A big part of the answer comes from acting like scientists, and using the scientific method.

In this case, we need to use controlled experimentation, which in this case means controlling for as many possible variables as possible. You want your experimentation to be as much about the effect you are trying to measure as possible, and replicable.

  • Try to make the machine you use to test as quiet as possible. Your goal is to eliminate as many sources of variance in the runtime results you'll collect. Disable any GUI if you can, any daemons that aren't required, kick everyone else off the machine, etc.
  • Disable any frequency scaling. As I've discovered, sometimes you have to look deep. For example, in Linux, there's the CPU Frequency scaling system, which is separate from the Intel Turbo Boost Control. Disable both! (Here's a pointer for earlier-than-3.9 series kernels)
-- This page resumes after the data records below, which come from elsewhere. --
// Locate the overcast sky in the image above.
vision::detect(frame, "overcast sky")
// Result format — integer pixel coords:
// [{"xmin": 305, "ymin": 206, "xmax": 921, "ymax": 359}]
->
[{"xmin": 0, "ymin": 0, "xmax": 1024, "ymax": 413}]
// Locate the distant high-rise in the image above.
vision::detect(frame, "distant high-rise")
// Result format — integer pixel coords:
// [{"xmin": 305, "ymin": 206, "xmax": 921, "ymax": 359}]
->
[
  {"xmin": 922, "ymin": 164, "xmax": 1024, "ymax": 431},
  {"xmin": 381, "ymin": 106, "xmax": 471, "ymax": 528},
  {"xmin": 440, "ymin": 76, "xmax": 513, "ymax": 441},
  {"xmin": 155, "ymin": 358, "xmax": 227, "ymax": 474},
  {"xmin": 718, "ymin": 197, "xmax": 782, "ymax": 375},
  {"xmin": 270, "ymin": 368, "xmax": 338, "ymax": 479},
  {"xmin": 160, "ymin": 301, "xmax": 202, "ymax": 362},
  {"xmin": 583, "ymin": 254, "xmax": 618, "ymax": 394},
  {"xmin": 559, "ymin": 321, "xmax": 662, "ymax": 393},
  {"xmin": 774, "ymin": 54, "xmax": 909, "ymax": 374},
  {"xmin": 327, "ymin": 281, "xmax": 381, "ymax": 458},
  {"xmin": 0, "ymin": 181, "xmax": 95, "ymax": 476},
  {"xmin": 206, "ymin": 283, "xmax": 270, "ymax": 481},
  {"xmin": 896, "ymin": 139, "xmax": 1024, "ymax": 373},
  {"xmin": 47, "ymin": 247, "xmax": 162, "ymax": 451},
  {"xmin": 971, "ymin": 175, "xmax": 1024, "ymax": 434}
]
Unfortunately, even a quiet machine, you have relatively little control over things like caches and synchronization effects. This means that we need another tool: Statistics.

To show anything, you're going to have to quantify-- through multiple runs-- and account for run-to-run variance. To show improvement, a statistical hypothesis test should be used. If that's too hardcore, at least quantifying the variance will go a long way to showing your result is not a fluke.

I haven't even started to discuss how to combine (ppt) results when you have multiple programs to test.

Conclusion

The status-quo in evaluation is changing-- and this is a great thing; bad science can lead us down dark-alleys and dead ends, which wastes time (and ).

Unfortunately, the difficulty of doing this right means that you're going to see bad benchmarking all the time. We need to try not to be disheartened, and instead, try simply to be better!

Things to look forward to, in the future:

  • Virtual Machine Images as a basis for evaluation. In some ways this forms the backbone of the ultimate form of replicability: Dump the source code, the compiler and build-scripts used to compile, all the libraries, dynamic and static, as well as all testings scripts into a virtual machine, and distribute THAT as artifact of your evaluation.

A reminder that experimentation is hard, and it is not just benchmarking is provided by a terribly interesting paper on behavioural science.

(Update: January 19, 2014: My supervisor reminds me of a couple things I forgot to make clear:

  • Reproducibility requires documentation: Experiments need to have all their conditions documented. Remind readers of the conditions whenever you discuss the results of these experiments.

  • One of the best ways to ensure reproducibility is to have a testing harness which tracks the experimental conditions, and manages the results.

)

More reading

  • Why You Should Care about Quantile Regression: This paper actually inspired this post, along with trying to create a satisfactory experimental method for my thesis.
  • Producing wrong data without doing anything obviously wrong!: An in depth discussion of measurement bias. I'm not entirely sold on their particular solution, but this is never the less a useful discussion point.
  • The Evaluate Collaboratory is working on this problem from the academic end.

    Let's build an "Experimental Evaluation in Software and Systems Canon", a list of readings on experimental evaluation and "good science" that have influenced us and that have the potential to influence the researchers coming after us.

    The canon they have proposed is rich with further reading.